No casebre de nossa vida penduramos!
Nas paredes do casebre de palafitas de nossas vidas, penduramos!
No prego enferrujado da parede do casebre de palafitas de nossas vidas, penduramos!
Penduramos a falta de tempo.
Penduramos a felicidade pela falta de tempo.
Penduramos o amor pela falta da felicidade que a falta de tempo desencadeia e encafita.
Penduramos o sorriso pelo amor contido na felicidade sem tempo.
Penduramos os medos porque o sorriso embrasea-se sem amor.
Penduramos as angústias causadas pelos medos porque não temos tempo de resolver o conflito da falta de felicidade descompassada à necessidade de amor com tempo.
Penduramos as lágrimas engulidas para que escorram pelo prego enferrujado, molhando: a parede de palafitas, a falta de tempo, a felicidade, o amor, o sorriso, o medo, a angústia, no cortiço do casebre de nossas vidas.
Tudo inundado e descomposto pelo molhado, e penduramos!
Penduramos os trapos limpadores dos móveis mal feitos de nosso casebre de palafitas!
E os trapos coloridos e sujos pendurados na parede de palafitas, brilham seu pó no reflexo da luz pela fresta quebrada por onde entra o sol miúdo no casebre de palafitas!
O pó da sujeira brilha como ouro, e, assim, discretamente contentes, penduramos as ilusões para: “um dia”, “talvez”!

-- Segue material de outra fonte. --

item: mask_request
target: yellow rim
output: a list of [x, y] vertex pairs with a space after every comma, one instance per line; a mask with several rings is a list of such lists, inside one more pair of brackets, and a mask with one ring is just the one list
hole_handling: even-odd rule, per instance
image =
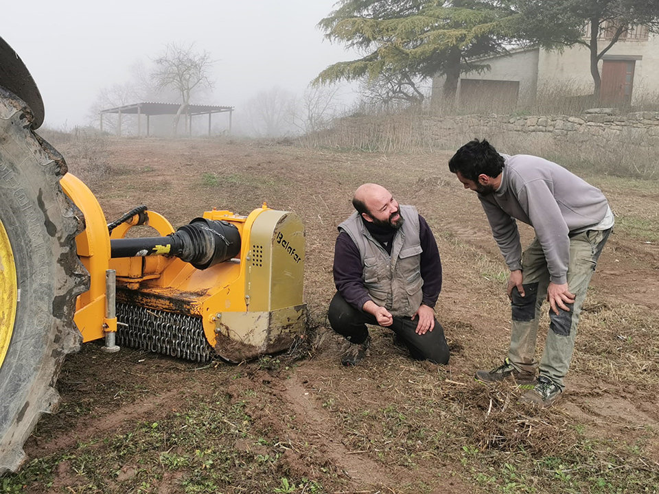
[[18, 295], [14, 252], [7, 231], [0, 221], [0, 366], [5, 361], [12, 339]]

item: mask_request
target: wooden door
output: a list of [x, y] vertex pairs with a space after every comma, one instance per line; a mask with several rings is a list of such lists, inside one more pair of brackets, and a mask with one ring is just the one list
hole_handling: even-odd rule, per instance
[[604, 60], [600, 99], [604, 103], [630, 104], [634, 84], [634, 60]]

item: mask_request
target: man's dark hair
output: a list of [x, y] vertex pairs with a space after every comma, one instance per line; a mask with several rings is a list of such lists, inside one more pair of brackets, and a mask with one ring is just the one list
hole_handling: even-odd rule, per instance
[[478, 181], [478, 175], [498, 176], [503, 169], [503, 156], [499, 154], [494, 146], [483, 139], [470, 141], [448, 161], [448, 169], [452, 173], [460, 172], [467, 180]]
[[368, 208], [366, 207], [366, 204], [364, 204], [363, 201], [360, 201], [356, 198], [353, 198], [352, 205], [355, 207], [355, 209], [357, 210], [360, 215], [362, 215], [362, 213], [366, 213], [369, 216], [371, 215], [370, 211], [369, 211]]

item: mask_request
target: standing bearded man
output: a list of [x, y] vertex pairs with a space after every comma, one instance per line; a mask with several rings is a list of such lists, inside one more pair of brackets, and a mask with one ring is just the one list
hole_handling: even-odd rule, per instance
[[[613, 213], [601, 191], [562, 166], [534, 156], [499, 154], [487, 141], [463, 145], [448, 167], [465, 189], [478, 193], [510, 270], [508, 356], [491, 370], [477, 371], [476, 378], [530, 384], [533, 389], [522, 400], [548, 406], [563, 392], [581, 304], [613, 227]], [[535, 231], [523, 253], [516, 220]], [[549, 331], [538, 366], [535, 340], [545, 298]]]

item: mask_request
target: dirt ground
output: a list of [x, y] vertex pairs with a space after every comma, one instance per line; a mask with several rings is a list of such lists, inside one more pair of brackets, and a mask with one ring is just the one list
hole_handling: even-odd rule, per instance
[[[450, 151], [384, 155], [286, 142], [113, 140], [107, 150], [111, 172], [95, 177], [73, 150], [70, 156], [66, 146], [60, 151], [71, 172], [87, 174], [108, 221], [141, 204], [175, 226], [213, 207], [247, 214], [264, 201], [298, 213], [306, 228], [304, 294], [314, 340], [295, 361], [280, 355], [202, 368], [130, 349], [108, 355], [98, 344], [85, 344], [65, 364], [57, 385], [59, 411], [42, 419], [25, 445], [31, 459], [59, 458], [51, 464], [47, 483], [26, 480], [27, 491], [540, 492], [558, 482], [557, 474], [538, 473], [548, 464], [546, 458], [567, 461], [586, 441], [618, 451], [607, 461], [618, 472], [631, 467], [611, 458], [638, 460], [629, 473], [634, 478], [659, 469], [656, 183], [586, 177], [603, 189], [624, 224], [612, 235], [594, 274], [564, 399], [537, 412], [516, 403], [519, 391], [512, 385], [491, 388], [473, 379], [476, 369], [505, 355], [506, 272], [476, 194], [448, 170]], [[333, 246], [336, 225], [351, 213], [352, 193], [365, 182], [381, 183], [400, 203], [415, 205], [435, 233], [443, 267], [436, 311], [452, 349], [448, 366], [412, 361], [378, 328], [362, 365], [339, 362], [342, 342], [325, 321], [334, 292]], [[647, 224], [651, 230], [644, 232]], [[530, 228], [522, 228], [522, 237], [531, 239]], [[220, 467], [216, 460], [209, 468], [242, 473], [194, 491], [188, 488], [189, 469], [163, 466], [149, 477], [145, 470], [150, 467], [141, 464], [139, 454], [113, 460], [115, 454], [104, 449], [117, 435], [137, 434], [144, 424], [174, 423], [177, 411], [194, 403], [212, 409], [225, 399], [243, 415], [209, 416], [229, 431], [218, 444], [225, 440], [244, 460], [276, 457], [270, 469], [240, 462]], [[161, 463], [163, 451], [184, 456], [185, 446], [167, 445], [172, 432], [163, 434]], [[626, 452], [615, 449], [616, 443]], [[535, 465], [535, 476], [527, 473], [525, 481], [514, 481], [524, 486], [506, 491], [512, 478], [503, 478], [492, 465], [516, 464], [511, 458], [520, 447], [530, 455], [528, 464]], [[90, 449], [108, 458], [107, 471], [96, 473], [104, 480], [81, 473], [73, 459]], [[592, 468], [612, 482], [606, 476], [612, 474], [601, 473], [608, 471], [602, 464]], [[565, 475], [577, 482], [580, 473]], [[656, 480], [638, 482], [646, 491], [657, 491]], [[584, 477], [574, 489], [587, 484]]]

A roupa costurada, de trabalho e empoeirada, penduramos na parede do casebre.
Abre-se a porta do casebre de palafitas, e penduramos!
Penduramos na porta do casebre de palafitas a toalha úmida do banho prolongado em uma banheira trincada pelo tempo rápido porque vivemos em um casebre, um casebre de palafitas!
E com a toalha penduramos o piso entroncado e encharcado pela água vazante da banheira velha que nos carrega, no casebre de paredes, paredes de palafitas!
Com pentes de plástico colorido na mão, e já tanto pendurados, acariciamos os cabelos ressecados com o pente colorido, procurando um gancho onde pendurar. E ao lado da porta onde está pendurada a pasta de dente, penduramos o pente!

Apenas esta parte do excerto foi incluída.